The country has become financially over-leveraged, economically unproductive, politically unstable, and socially explosive. And, of course, we have the military problems too.
There’s no reason to play in the stock market for some time to come unless you know what you’re doing and/or you’re a bear.
International Man: The Federal Reserve recently raised interest rates by a token amount. But if we zoom out, the big picture seems clear.
The last time the Fed tried to raise rates in 2019, they only made it to 2.5% before they had to reverse course quickly.
Further, as we can see in the chart below, the overall debt level is now much higher than in 2019. That means it will be much more painful to raise interest rates because of the higher interest cost of servicing the much larger debt pile.
Will the Fed be able to continue raising rates, or will it capitulate?
Doug Casey: One major reason they can’t raise rates is because by far the largest debtor is the US government, $30+ trillion and growing rapidly—most of it short term. They’re paying about 2% right now, say $600 billion in annual interest. If interest rates go up to 4% or 6%—forget about 15% or more to offer a genuine positive yield—just printing the money to pay the debt will become overwhelming.
They’ve truly painted themselves into a corner. There’s no way out of it. They can’t raise interest rates because it will collapse both the economy and perhaps the State itself. But if they don’t raise rates, there will be no savings and no capital formation. Ultimately that’s a civilization-scale disaster, but the ultimate can be delayed—at a cost.
Therefore, what they’re going to do is just keep printing money and hope that magic happens. Even if friendly aliens landed on the roof of the White House and presented us with a magic technology, however, we’re still looking at a gigantic Greater Depression. That’s because the distortions that have been cranked into the economy over decades must be liquidated.
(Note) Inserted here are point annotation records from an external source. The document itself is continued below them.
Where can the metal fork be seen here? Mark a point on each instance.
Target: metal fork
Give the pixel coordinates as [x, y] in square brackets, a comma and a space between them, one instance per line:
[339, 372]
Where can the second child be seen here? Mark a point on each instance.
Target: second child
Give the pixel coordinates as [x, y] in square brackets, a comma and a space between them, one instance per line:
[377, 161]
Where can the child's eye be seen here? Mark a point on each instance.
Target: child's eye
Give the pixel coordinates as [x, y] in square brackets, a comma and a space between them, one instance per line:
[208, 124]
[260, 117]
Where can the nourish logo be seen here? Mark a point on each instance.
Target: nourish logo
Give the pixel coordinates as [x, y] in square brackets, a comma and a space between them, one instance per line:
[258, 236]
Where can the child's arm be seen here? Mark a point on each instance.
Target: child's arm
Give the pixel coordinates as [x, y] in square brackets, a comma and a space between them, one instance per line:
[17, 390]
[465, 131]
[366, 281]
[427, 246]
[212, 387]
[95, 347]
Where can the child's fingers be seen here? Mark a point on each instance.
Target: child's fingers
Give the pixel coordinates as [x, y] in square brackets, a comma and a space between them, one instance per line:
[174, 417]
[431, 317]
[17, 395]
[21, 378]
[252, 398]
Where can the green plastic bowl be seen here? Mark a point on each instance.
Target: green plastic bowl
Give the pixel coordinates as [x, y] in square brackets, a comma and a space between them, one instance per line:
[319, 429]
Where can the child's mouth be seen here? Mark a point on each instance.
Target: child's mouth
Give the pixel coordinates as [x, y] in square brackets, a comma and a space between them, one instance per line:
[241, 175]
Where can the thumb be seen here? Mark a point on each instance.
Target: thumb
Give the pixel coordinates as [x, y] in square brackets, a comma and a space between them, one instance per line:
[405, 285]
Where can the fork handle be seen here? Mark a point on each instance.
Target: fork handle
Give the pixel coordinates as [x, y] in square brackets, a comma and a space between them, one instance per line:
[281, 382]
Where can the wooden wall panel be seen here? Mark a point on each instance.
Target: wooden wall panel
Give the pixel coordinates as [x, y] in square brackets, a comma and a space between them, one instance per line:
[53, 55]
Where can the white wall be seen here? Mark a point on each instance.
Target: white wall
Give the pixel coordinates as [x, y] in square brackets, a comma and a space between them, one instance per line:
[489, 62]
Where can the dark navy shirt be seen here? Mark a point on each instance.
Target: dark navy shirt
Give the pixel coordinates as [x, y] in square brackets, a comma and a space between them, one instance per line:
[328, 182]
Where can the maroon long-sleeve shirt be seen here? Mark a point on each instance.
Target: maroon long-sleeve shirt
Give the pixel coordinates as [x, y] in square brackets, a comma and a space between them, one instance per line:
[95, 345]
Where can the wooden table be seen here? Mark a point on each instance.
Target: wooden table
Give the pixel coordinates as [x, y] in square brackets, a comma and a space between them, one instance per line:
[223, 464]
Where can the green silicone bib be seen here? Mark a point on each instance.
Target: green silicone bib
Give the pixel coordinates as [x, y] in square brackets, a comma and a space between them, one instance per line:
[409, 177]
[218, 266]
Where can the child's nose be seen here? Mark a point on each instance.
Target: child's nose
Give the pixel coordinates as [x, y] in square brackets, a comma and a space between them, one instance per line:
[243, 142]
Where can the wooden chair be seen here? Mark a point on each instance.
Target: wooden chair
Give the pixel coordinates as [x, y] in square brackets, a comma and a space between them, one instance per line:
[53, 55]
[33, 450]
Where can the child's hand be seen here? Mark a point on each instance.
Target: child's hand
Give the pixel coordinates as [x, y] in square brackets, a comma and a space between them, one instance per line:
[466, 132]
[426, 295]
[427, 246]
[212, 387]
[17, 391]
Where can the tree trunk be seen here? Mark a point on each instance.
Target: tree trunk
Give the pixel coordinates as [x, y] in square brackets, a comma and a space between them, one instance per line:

And capital must be rebuilt with increased savings and decreased consumption.
International Man: Right now, we’re seeing sky-high inflation and a crashing stock market at the same time. Could we be headed for a prolonged period of stagflation?
Doug Casey: We definitely are. At a minimum.
The US dollar will continue losing value dramatically because of the huge amount of money creation not just in the last couple of years but in the last 20. Because inflation is running 10 to 15% while bonds are only yielding two, three, four, or 5% at most, there’s going to be a waterfall of selling in bonds.
The dollar will collapse as well. Of course, everybody’s hiding in the US dollar right now because it’s still the healthiest horse on the way to the glue factory. There is a real possibility of a deflationary credit collapse as well. If so, dollars would be the best holdings, at least for a while. Assuming the bank or broker, you have them with doesn’t fail.
With the dollar losing value at 10% per year, people aren’t going to want to save dollars anymore—which means capital can’t be created because you can only create capital by producing more than you are consuming and saving the difference. But, perversely, if you save in dollars, you’ll inevitably lose ground in real terms. That’s one reason why Richard Russell shrewdly observed that in a depression, everybody loses. The winner is just the person that loses the least.
Any way you look at it, there will be some very serious adjustments.
This is why I’ve been buying gold and silver for many years. I think the one last place where a bubble might be created—and it could be huge—is in gold. And gold mining stocks, which are still very underpriced relative to everything else. That same thing goes for oil.
It’s not that gold is particularly cheap at $1800-$2000. It’s in line with general prices. But under chaotic conditions, the market will likely panic into it because it’s the only financial asset that’s not simultaneously someone else’s liability. And producing gold stocks, which are very cheap even though they’re making huge profits, could explode upwards in price.